Gabrielle Union Auditioned For a Major Rapper’s Music Video Before Her Acting Career Took Off
Gabrielle Union has come a long way since making guest appearances in sitcoms. She’s now a leading lady, having starred in the BET drama series Being Mary Jane for five seasons. But before her acting career took off, Union wanted to perform in music videos. She once auditioned for a coveted spot in one of Tupac’s final music videos.
Gabrielle Union had dreams of being a music video vixen
The Jasmine Brand reports that Union took a job at a talent agency while attending college. Nearing the end of her tenure, she was offered the chance to be on the agency’s roster. “So I got this internship in my last year of school, and I was like the office gofer, help, or whatever, and I worked in the kids department,” she said.
She continued: “So we were working with Hayden Panetierre and Jessica Biel and Shane West and all of those young child actors. I’d talk to their parents and managers and whatnot, and when my internship ended, they were like, ‘Would you ever consider being our client and us representing you.”
Union turned down the chance to act and had other aspirations on her mind: music videos. “Mind you, I had such low self-esteem, I wanted to be a video h– so bad,” Union said. “That’s all I wanted. I didn’t wanna be in movies, I didn’t wanna be in commercials, I wanted to be the chosen video h–.”

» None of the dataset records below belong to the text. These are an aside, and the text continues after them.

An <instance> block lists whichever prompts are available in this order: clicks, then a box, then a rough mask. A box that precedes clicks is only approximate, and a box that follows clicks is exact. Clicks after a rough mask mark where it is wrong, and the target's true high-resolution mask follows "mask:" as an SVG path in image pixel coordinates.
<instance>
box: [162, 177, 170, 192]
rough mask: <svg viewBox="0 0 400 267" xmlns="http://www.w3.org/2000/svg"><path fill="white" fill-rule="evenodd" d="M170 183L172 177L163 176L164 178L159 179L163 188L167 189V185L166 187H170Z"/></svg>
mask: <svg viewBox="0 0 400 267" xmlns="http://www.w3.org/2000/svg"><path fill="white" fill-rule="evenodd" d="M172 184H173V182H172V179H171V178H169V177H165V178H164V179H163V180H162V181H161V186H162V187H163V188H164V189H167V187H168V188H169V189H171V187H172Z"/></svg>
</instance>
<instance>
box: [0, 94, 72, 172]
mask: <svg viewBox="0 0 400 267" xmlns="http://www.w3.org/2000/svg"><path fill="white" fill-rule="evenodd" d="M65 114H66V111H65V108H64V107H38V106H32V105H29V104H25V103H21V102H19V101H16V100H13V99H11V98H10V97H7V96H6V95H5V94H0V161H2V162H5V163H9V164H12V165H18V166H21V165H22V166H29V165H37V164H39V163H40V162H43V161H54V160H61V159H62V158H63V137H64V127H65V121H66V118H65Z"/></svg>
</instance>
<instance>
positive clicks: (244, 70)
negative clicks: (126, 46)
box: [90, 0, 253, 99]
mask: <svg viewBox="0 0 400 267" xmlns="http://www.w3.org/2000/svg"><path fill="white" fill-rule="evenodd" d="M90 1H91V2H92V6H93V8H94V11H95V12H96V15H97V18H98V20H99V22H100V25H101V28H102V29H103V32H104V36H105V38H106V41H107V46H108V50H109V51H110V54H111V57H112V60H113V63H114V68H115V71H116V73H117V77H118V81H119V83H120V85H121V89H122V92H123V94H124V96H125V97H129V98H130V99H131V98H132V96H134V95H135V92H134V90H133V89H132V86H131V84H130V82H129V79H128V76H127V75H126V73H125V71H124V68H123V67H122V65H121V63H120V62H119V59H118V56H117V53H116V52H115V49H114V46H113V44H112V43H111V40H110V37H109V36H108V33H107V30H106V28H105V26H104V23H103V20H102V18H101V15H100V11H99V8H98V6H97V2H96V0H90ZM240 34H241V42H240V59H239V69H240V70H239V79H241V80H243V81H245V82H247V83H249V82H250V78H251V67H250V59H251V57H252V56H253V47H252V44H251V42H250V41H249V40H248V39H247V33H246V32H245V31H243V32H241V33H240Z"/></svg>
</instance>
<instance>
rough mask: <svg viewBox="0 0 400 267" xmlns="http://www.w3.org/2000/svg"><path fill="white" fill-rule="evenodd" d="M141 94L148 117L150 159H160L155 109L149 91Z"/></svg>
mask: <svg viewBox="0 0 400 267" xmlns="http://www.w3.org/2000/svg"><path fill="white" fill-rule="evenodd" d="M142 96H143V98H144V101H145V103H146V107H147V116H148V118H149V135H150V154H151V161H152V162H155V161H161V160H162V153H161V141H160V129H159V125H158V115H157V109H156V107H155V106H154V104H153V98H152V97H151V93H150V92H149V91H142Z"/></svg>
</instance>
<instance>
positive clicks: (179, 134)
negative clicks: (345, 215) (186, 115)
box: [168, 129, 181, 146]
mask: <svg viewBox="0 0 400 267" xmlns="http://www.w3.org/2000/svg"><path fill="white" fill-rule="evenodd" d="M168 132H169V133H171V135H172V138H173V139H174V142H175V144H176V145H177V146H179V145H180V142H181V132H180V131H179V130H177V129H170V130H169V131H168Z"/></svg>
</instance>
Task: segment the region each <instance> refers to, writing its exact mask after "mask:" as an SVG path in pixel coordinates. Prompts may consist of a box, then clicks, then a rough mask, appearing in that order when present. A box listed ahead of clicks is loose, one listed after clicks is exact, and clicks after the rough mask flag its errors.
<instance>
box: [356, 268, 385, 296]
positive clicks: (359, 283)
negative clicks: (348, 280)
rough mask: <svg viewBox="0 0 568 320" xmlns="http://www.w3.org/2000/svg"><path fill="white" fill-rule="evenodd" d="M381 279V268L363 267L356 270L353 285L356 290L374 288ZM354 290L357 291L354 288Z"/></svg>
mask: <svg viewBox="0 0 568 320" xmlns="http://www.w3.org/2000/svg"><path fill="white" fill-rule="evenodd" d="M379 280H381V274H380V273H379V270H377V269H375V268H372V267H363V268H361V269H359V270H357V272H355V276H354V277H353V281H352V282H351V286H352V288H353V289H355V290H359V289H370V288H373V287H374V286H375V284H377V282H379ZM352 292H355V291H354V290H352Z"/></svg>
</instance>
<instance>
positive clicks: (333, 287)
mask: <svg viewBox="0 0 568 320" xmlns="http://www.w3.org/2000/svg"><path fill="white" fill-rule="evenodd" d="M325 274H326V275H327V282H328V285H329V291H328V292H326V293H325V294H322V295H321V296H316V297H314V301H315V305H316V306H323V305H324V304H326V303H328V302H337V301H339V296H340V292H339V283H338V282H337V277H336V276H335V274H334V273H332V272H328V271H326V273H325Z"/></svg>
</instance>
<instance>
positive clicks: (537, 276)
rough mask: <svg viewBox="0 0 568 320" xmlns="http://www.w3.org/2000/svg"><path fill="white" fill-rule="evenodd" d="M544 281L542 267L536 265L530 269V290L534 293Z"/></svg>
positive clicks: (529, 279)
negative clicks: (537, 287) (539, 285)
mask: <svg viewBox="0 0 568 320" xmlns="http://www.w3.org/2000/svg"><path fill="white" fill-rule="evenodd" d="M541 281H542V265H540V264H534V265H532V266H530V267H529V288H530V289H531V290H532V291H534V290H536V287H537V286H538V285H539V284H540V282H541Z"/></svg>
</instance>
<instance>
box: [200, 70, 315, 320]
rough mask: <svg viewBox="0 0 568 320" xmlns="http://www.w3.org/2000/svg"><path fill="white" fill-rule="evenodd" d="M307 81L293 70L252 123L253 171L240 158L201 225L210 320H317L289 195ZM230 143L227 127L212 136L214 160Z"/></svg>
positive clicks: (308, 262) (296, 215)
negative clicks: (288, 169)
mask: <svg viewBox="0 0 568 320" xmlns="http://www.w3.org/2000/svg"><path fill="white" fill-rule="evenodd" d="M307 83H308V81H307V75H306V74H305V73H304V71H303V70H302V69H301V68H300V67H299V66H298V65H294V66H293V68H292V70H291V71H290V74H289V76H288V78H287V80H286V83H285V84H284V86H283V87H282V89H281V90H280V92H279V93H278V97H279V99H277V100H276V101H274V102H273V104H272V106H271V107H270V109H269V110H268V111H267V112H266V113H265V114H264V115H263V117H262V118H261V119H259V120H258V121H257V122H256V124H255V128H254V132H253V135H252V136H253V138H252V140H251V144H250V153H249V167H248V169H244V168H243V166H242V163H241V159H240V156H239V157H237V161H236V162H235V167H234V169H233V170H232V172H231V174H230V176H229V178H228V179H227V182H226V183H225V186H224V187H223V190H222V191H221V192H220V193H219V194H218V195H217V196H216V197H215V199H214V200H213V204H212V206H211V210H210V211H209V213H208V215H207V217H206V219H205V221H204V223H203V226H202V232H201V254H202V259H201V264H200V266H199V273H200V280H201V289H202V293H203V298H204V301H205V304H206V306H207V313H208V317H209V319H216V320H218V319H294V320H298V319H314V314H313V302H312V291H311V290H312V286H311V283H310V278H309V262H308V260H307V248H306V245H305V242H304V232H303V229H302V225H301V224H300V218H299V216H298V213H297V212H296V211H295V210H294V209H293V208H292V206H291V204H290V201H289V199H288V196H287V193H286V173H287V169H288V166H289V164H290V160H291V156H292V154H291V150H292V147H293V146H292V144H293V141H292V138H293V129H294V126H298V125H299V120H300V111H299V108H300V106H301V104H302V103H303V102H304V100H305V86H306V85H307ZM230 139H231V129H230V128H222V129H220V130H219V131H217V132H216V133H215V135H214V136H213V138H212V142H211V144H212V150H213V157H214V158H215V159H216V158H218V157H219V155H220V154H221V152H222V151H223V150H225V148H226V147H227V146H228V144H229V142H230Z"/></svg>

But she says she lacked the body type. “Well, that’s what we called them then, now they are ‘video vixens’, ‘IG models,’ yeah. But I wanted to be like a hot b—h, except I lacked all of the necessary accouterment like big boobs or an a–. It wasn’t really the desired look at the time,” she explained.
The ‘Bring It On Star’ also has major regrets about her character in the film
Union eventually changed her mind and settled on acting. She starred in a string of 90s sitcoms as guest characters, including in Season 1 as Moesha. Her breakout role came in the 2000 cult classic Bring It On as Isis, the lead cheerleader of an all-Black cheer squad determined to win nationals.
Though Union’s character is beloved, she says she did not fight for Isis to have true depth and character development as other characters in the film did. “There was Torrance Shipman, Sparky Polastri, and the Pantones — Cliff and Missy. But us Clovers? Isis, Jenelope, Lafred, and Lava? None. No surname for you to claim, Isis. Or to claim you. So, you were my daughter alone,” Union wrote in an excerpt of her latest memoir Yout Got Anything Stronger?
Related: Gabrielle Union Cites Julianne Hough’s Blackface Offense In Lawsuit Against NBC
“I failed you and myself. I was the fourth lead, but my face was on the poster,” she wrote. “You were the girl with no last name, but the star of every meme. You were only in about a third of the movie, and now I would know to fight for equal time to tell your story.”
Her music video dreams did eventually come true one day. She made a cameo in the music video for Neyo’s single “Miss Independent.”